Here’s an encrypted postcard from the late 19th century. Can a reader decipher it?
This postcard was sent to a certain Miss Ottilie Kalke, living in the Schwabstr. 16a in a place named “Hier”. As “Hier” is the German word for “here”, you might think that this is an unusual kind of encryption for the postman to solve, but this is not the case. As Tobias explained me, “Hier” was sometimes used as a part of a destination address, when the recipient of a card lived in the city where it was posted. This means that in this case, “Hier” stands for Stuttgart, today the state capital of Baden-Württemberg.
Miss Ottilie apparently was an unmarried woman. It seems that this card, like so many others of its kind, was sent by a young man to his spouse.

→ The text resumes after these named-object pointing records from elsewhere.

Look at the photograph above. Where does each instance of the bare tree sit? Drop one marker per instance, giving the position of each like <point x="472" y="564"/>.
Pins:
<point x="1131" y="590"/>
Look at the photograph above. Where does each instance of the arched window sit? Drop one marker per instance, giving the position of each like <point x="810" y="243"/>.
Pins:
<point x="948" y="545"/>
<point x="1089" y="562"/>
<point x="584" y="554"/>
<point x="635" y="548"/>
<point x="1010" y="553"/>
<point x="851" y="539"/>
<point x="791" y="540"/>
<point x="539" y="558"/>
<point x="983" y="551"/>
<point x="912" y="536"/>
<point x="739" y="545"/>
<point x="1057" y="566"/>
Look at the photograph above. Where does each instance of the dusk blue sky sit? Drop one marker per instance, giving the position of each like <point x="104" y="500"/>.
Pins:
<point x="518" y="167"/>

The encrypted part of the postcard can be seen on the picture side:
As can be seen, the card is dated 8/9/98, which means that it is older than most of this kind.
The alphabet the sender used consists of the numbers from 1 to 14 and a few letters. The expression 3/4 might refer to a time (in southern Germany, 3/4 means “a quarter to”). The word boundaries are not clear to me in most cases.
I tried the scheme A=1, B=2, C=3, which is encountered on many encrypted postcards, but this doesn’t work here. Still, I think that we are dealing with a simple substitution cipher.